Les deux associés de Expensya, Karim Jouini, Fondateur et CEO, à gauche et Jihed Othmani, associé et CTO, à droite. © Expensya

Les deux associés de Expensya, Karim Jouini, Fondateur et CEO, à gauche et Jihed Othmani, associé et CTO, à droite. © Expensya

Publié le 26 octobre 2018 Lecture : 5 minutes.

Prendre le taxi ou le train, louer une voiture, régler la note du restaurant… Expensya permet en un clic – une photo du reçu via l’application – d’automatiser tout le processus de gestion de notes de frais au sein d’une entreprise. En 2017, la start-up tunisienne fondée par Karim Jouini, rejoint par son ami, Jihed Othmani a levé un million d’euros auprès de business angels et de Bpifrance. Les deux associés préparent leur deuxième levée de fonds et ont signé un partenariat commercial avec Uber : dès novembre, leur solution sera intégrée à l’application de transport américaine.

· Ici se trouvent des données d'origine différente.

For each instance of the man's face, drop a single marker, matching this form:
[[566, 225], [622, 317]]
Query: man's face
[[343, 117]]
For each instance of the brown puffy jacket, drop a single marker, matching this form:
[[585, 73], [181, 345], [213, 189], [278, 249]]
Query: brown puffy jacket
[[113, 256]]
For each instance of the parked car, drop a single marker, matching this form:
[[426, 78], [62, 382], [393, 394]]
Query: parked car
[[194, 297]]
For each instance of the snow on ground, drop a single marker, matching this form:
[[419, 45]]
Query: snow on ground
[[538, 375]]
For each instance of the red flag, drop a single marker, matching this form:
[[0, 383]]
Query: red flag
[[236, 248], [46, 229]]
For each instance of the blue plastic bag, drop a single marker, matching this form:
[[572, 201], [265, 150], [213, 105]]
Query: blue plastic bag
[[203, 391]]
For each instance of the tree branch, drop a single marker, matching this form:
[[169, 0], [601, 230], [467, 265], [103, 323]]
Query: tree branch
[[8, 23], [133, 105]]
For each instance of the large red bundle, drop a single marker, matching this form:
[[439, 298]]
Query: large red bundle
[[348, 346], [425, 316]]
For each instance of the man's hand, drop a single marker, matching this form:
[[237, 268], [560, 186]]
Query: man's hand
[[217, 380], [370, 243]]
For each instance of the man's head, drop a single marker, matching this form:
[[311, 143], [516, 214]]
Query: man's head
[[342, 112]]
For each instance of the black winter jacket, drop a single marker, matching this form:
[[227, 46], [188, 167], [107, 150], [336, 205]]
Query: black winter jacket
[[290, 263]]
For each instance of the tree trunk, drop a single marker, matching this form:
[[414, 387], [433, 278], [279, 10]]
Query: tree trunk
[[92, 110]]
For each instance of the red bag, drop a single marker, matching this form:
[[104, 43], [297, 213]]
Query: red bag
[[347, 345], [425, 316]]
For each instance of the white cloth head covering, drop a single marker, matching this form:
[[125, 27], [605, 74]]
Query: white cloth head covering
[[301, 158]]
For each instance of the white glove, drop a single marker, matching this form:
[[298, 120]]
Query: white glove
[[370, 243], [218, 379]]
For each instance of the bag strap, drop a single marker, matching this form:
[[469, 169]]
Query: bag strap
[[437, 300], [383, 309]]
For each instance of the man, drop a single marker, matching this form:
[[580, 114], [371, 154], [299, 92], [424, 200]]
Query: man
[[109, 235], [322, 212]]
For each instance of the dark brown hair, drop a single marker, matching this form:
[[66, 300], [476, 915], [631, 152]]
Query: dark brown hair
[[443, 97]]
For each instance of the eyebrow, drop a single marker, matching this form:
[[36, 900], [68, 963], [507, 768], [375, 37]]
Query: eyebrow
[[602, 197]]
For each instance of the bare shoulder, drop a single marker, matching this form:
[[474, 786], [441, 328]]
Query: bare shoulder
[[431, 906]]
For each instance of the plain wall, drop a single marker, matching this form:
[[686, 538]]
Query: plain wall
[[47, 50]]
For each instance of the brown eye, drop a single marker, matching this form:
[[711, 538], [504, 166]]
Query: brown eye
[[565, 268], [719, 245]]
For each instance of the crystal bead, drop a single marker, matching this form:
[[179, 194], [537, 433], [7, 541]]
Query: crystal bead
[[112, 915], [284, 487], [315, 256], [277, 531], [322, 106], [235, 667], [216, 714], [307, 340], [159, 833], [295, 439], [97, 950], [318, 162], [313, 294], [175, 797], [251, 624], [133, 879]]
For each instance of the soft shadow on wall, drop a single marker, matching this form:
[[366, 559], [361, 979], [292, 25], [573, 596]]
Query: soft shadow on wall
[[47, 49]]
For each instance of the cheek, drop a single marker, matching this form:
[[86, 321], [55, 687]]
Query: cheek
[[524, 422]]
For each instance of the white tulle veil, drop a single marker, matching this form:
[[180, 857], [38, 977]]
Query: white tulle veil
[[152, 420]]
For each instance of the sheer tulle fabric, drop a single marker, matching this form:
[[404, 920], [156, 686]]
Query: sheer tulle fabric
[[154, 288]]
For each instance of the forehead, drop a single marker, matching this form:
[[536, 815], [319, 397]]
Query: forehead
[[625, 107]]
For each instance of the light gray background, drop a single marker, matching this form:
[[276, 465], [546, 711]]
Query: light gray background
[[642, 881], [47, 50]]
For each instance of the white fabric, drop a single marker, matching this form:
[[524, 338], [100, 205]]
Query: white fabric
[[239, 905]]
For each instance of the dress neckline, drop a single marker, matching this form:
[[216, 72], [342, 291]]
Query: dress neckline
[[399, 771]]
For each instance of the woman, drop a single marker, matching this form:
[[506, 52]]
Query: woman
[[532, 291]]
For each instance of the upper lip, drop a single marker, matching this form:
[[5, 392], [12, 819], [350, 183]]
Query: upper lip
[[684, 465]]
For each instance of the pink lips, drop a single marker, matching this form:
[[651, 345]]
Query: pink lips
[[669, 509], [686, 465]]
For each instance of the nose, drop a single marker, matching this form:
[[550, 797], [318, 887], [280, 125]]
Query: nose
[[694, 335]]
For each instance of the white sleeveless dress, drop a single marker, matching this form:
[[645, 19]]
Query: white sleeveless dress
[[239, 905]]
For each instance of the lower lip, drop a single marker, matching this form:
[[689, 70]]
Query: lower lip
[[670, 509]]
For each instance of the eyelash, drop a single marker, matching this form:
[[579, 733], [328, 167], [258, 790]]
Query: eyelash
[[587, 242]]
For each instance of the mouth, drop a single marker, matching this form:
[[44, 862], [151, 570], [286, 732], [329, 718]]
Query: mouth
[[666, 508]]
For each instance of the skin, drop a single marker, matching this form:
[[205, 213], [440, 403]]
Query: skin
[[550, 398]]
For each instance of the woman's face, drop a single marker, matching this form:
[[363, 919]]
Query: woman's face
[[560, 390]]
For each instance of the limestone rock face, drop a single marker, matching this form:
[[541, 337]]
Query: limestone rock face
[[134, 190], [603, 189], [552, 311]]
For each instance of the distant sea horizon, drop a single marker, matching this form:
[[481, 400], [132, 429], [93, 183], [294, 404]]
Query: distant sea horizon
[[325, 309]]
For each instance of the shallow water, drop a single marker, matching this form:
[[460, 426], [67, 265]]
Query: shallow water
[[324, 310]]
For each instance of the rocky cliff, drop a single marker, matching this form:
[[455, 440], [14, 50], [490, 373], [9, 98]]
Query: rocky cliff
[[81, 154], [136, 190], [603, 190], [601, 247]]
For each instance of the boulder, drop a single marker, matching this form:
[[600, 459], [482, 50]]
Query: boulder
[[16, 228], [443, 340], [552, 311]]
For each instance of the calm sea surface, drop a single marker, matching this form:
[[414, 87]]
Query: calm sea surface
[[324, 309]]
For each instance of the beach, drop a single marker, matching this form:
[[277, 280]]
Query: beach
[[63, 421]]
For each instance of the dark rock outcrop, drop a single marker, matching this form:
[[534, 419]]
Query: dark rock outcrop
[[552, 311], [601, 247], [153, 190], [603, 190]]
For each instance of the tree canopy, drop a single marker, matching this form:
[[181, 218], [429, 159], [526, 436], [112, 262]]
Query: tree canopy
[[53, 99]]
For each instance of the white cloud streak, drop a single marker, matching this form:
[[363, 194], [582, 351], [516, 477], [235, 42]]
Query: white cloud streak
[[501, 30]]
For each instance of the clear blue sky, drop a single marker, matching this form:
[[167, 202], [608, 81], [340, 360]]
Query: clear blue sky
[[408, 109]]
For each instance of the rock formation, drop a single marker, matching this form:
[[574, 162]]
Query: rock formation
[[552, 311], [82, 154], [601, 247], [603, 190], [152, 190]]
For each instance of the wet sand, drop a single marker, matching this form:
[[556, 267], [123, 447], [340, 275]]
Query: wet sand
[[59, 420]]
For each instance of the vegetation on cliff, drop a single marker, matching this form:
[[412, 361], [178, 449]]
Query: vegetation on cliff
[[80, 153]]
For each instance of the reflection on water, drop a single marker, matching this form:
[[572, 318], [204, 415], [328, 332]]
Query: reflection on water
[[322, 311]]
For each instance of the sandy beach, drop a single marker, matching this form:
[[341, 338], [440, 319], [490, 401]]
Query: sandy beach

Du simple consultant à la multinationale de 100 000 salariés, 4 000 sociétés, réparties dans une cinquantaine de pays, ont adopté Expensya. Parmi ses récentes conquêtes, le groupe BPCE, OVH, Thales, Intersport ou encore Tupperware. Chaque semaine, dix millions d’euros de frais sont ainsi traités via l’application – un chiffre qui double tous les cinq mois depuis 2016. La tarification, par abonnement, 5 euros par mois et par salarié, est dégressive pour les gros comptes. Karim Jouini reste discret sur les résultats financiers de son entreprise.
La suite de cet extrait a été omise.